2) Note that $\displaystyle \displaystyle \#\left(2^{[n]}\right)=\sum_{k=0}^{n}{n\choose k}$ (why?)

3) Show that $\displaystyle \#\left(2^{[n]}\right)=\#\left(\{0,1\}^n\right)$ by showing that $\displaystyle f:2^{[n]}\to\{0,1\}^n$ by mapping $\displaystyle E\subseteq[n]$ to $\displaystyle \mathbf{1}_{E}$ (the indicator function) is a bijection. - Dec 13th 2010, 09:30 PMsnowtea
A subset picks elements from B.

Think about how we form a subset of B. For each element of B, we can either put it in the subset or leave it out.

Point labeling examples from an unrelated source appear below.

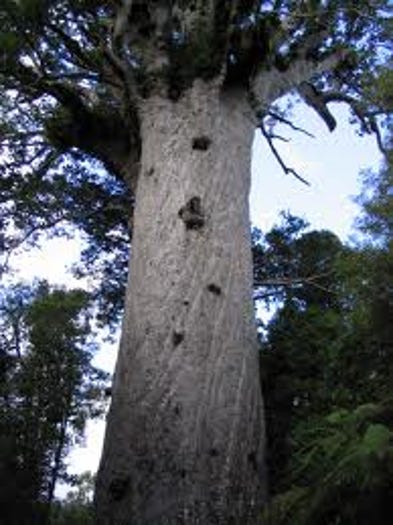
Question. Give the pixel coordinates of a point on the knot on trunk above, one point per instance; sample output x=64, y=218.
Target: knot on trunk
x=202, y=143
x=177, y=338
x=214, y=288
x=118, y=488
x=192, y=214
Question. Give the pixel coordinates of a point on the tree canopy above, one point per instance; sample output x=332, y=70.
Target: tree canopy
x=75, y=74
x=48, y=390
x=326, y=368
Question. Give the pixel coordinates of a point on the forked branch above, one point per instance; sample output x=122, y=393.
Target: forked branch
x=287, y=170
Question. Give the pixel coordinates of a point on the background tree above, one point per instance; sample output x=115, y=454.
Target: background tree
x=327, y=375
x=166, y=97
x=48, y=390
x=77, y=507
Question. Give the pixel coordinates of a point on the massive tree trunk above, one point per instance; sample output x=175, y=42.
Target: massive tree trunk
x=185, y=433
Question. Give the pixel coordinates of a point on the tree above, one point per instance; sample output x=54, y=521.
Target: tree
x=48, y=390
x=77, y=507
x=166, y=96
x=327, y=365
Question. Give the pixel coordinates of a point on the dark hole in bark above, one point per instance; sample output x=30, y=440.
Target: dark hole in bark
x=118, y=488
x=253, y=460
x=177, y=338
x=201, y=143
x=213, y=288
x=108, y=391
x=192, y=214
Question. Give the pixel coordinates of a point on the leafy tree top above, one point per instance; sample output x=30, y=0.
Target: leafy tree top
x=76, y=73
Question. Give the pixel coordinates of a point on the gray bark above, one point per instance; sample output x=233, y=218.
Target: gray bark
x=185, y=433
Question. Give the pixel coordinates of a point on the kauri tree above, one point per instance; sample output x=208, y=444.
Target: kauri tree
x=139, y=116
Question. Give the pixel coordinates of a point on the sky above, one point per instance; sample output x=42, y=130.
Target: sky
x=331, y=162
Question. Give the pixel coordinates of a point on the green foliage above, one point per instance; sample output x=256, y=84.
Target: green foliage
x=326, y=369
x=77, y=507
x=48, y=389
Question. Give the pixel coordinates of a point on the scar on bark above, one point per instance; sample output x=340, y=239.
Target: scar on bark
x=253, y=460
x=192, y=214
x=201, y=143
x=118, y=488
x=177, y=338
x=213, y=288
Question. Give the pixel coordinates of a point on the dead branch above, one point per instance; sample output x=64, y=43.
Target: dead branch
x=287, y=170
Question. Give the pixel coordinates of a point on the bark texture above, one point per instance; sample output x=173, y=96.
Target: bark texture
x=185, y=434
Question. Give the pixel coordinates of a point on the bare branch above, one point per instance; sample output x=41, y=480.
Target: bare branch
x=287, y=282
x=316, y=100
x=287, y=170
x=289, y=123
x=367, y=118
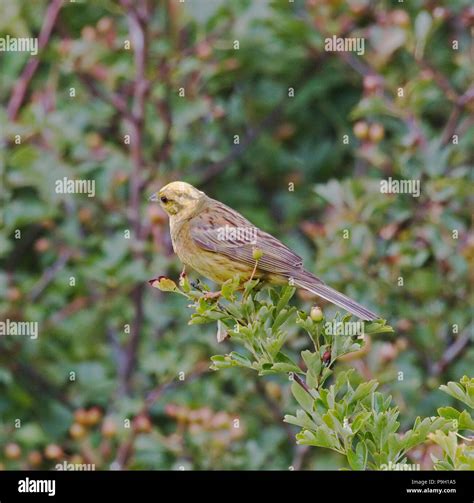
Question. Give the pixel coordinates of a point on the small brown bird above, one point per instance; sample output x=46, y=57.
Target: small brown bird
x=219, y=243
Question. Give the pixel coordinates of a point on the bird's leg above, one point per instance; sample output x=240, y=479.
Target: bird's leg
x=254, y=270
x=212, y=295
x=182, y=276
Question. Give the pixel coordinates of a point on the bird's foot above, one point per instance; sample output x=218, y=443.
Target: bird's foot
x=212, y=295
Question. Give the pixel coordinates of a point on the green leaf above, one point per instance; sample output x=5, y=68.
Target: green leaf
x=358, y=458
x=305, y=400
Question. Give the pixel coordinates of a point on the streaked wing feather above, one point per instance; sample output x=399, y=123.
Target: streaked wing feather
x=206, y=231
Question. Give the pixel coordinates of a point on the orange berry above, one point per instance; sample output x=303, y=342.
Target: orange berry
x=361, y=130
x=77, y=431
x=80, y=415
x=316, y=313
x=94, y=415
x=35, y=458
x=376, y=132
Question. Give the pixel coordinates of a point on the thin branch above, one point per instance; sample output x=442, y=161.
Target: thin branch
x=49, y=275
x=452, y=352
x=301, y=382
x=19, y=91
x=137, y=29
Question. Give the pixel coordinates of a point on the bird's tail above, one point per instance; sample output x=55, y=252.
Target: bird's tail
x=314, y=285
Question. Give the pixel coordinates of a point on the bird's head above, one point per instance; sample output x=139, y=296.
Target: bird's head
x=178, y=198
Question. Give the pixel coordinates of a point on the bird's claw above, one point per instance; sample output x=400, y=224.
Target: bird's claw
x=212, y=295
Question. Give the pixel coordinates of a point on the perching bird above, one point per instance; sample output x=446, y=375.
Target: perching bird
x=219, y=243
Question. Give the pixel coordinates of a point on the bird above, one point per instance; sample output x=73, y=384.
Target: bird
x=220, y=244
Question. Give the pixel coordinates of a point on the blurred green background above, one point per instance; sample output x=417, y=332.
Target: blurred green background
x=329, y=124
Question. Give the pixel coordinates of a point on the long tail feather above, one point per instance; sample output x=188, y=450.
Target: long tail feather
x=314, y=285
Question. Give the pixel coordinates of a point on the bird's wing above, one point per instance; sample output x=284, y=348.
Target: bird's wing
x=220, y=229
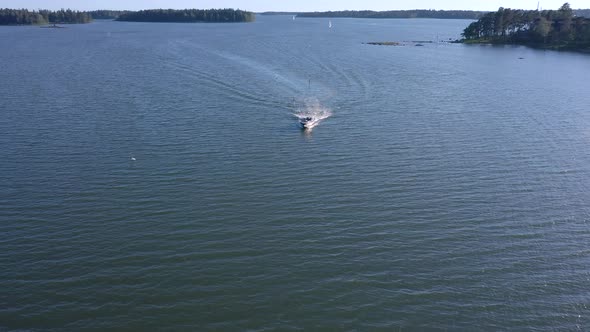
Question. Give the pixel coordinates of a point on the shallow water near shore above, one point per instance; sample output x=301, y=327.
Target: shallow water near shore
x=153, y=176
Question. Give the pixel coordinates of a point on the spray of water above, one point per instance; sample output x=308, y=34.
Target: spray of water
x=311, y=107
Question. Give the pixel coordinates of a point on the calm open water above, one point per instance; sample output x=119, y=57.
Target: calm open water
x=447, y=188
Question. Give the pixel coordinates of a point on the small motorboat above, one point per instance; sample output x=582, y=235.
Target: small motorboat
x=308, y=122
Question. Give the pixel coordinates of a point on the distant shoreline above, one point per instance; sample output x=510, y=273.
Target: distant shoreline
x=559, y=30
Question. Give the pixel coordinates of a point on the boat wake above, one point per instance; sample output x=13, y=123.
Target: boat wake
x=310, y=113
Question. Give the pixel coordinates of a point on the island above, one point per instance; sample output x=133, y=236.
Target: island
x=188, y=15
x=548, y=29
x=416, y=13
x=68, y=16
x=42, y=17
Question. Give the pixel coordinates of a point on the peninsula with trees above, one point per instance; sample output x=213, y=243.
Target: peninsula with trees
x=188, y=15
x=416, y=13
x=43, y=17
x=549, y=29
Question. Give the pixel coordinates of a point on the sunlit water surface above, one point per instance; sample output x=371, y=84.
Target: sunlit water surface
x=153, y=177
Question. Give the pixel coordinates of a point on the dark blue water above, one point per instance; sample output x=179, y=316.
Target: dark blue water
x=153, y=177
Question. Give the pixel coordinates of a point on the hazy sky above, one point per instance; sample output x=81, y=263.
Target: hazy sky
x=298, y=5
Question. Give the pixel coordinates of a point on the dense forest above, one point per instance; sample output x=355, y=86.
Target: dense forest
x=188, y=15
x=27, y=17
x=418, y=13
x=106, y=14
x=555, y=29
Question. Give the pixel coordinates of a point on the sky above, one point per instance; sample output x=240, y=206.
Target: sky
x=291, y=5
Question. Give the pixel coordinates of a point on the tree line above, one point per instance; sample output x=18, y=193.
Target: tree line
x=188, y=15
x=106, y=14
x=548, y=28
x=28, y=17
x=40, y=17
x=417, y=13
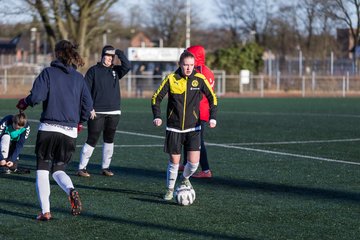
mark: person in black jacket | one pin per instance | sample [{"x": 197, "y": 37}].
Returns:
[
  {"x": 103, "y": 82},
  {"x": 66, "y": 103},
  {"x": 14, "y": 130}
]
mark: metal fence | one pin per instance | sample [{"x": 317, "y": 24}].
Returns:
[{"x": 225, "y": 85}]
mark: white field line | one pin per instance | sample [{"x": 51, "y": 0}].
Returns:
[
  {"x": 240, "y": 148},
  {"x": 284, "y": 154},
  {"x": 295, "y": 114},
  {"x": 295, "y": 142}
]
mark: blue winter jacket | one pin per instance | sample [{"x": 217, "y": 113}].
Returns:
[{"x": 64, "y": 93}]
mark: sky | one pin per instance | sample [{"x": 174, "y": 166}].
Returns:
[{"x": 204, "y": 7}]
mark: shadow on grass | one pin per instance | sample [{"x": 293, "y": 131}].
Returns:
[
  {"x": 224, "y": 183},
  {"x": 120, "y": 190},
  {"x": 136, "y": 224}
]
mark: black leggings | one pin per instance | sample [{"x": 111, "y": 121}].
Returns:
[{"x": 105, "y": 123}]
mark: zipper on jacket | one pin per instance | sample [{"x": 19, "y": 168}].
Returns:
[{"x": 183, "y": 124}]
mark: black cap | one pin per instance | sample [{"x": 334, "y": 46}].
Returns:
[{"x": 108, "y": 50}]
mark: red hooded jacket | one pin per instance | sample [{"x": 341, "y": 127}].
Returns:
[{"x": 199, "y": 52}]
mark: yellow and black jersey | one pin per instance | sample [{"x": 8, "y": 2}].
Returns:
[{"x": 184, "y": 95}]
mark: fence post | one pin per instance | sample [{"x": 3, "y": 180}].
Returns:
[
  {"x": 223, "y": 74},
  {"x": 129, "y": 84},
  {"x": 262, "y": 86},
  {"x": 303, "y": 86},
  {"x": 313, "y": 84},
  {"x": 5, "y": 80},
  {"x": 278, "y": 81}
]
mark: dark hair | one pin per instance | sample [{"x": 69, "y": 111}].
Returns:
[
  {"x": 184, "y": 55},
  {"x": 20, "y": 119},
  {"x": 66, "y": 52},
  {"x": 106, "y": 49}
]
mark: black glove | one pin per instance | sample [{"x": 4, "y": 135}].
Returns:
[
  {"x": 118, "y": 52},
  {"x": 22, "y": 105}
]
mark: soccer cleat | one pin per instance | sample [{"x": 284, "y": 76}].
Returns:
[
  {"x": 181, "y": 168},
  {"x": 186, "y": 182},
  {"x": 107, "y": 172},
  {"x": 74, "y": 199},
  {"x": 83, "y": 173},
  {"x": 44, "y": 216},
  {"x": 202, "y": 174},
  {"x": 169, "y": 194},
  {"x": 5, "y": 170}
]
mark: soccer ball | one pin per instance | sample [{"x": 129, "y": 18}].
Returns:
[{"x": 184, "y": 195}]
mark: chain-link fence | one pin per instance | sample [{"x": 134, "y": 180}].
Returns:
[{"x": 144, "y": 85}]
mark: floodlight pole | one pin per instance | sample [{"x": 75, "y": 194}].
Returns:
[{"x": 188, "y": 12}]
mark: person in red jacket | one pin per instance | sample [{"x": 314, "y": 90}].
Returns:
[{"x": 199, "y": 52}]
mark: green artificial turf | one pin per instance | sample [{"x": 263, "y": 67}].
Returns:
[{"x": 282, "y": 169}]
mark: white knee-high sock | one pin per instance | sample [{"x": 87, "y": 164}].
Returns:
[
  {"x": 190, "y": 169},
  {"x": 5, "y": 145},
  {"x": 85, "y": 155},
  {"x": 63, "y": 180},
  {"x": 43, "y": 189},
  {"x": 108, "y": 151},
  {"x": 171, "y": 175}
]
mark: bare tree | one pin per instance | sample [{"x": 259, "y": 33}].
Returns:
[
  {"x": 347, "y": 11},
  {"x": 76, "y": 20},
  {"x": 247, "y": 18},
  {"x": 168, "y": 21}
]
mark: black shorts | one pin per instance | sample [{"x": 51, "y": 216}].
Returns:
[
  {"x": 174, "y": 141},
  {"x": 103, "y": 123},
  {"x": 53, "y": 151}
]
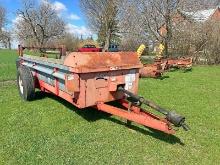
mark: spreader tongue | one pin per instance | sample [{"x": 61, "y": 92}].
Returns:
[{"x": 174, "y": 118}]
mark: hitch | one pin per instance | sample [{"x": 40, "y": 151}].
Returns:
[{"x": 174, "y": 118}]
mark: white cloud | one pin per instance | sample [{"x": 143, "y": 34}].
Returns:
[
  {"x": 74, "y": 17},
  {"x": 59, "y": 7},
  {"x": 78, "y": 30}
]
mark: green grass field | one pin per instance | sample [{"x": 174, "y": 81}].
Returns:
[
  {"x": 51, "y": 131},
  {"x": 7, "y": 65}
]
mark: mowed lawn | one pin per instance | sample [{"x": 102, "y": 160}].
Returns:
[
  {"x": 7, "y": 64},
  {"x": 51, "y": 131}
]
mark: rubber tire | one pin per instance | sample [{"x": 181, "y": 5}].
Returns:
[{"x": 27, "y": 82}]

So for each element there are 2 possibilities (in the subset / not in the subset)

There are m elements, this gives 2*2*2*..[m times]...*2 possibilities, or just 2^m possible subsets. - Dec 13th 2010, 09:38 PMdwsmith
Irrelevant to the thread: I see you are from Tampa. Do you go to USF? I go to UT.

- Dec 13th 2010, 10:13 PMmremwo
i actually liked his response. really helped me think about in terms that make sense. any comment that makes me feel stupid for not realizing it before is always helpful. thanks snowtea

- Dec 13th 2010, 10:16 PMmremwo
And to answer your question dwsmith, I don't go to school in Florida.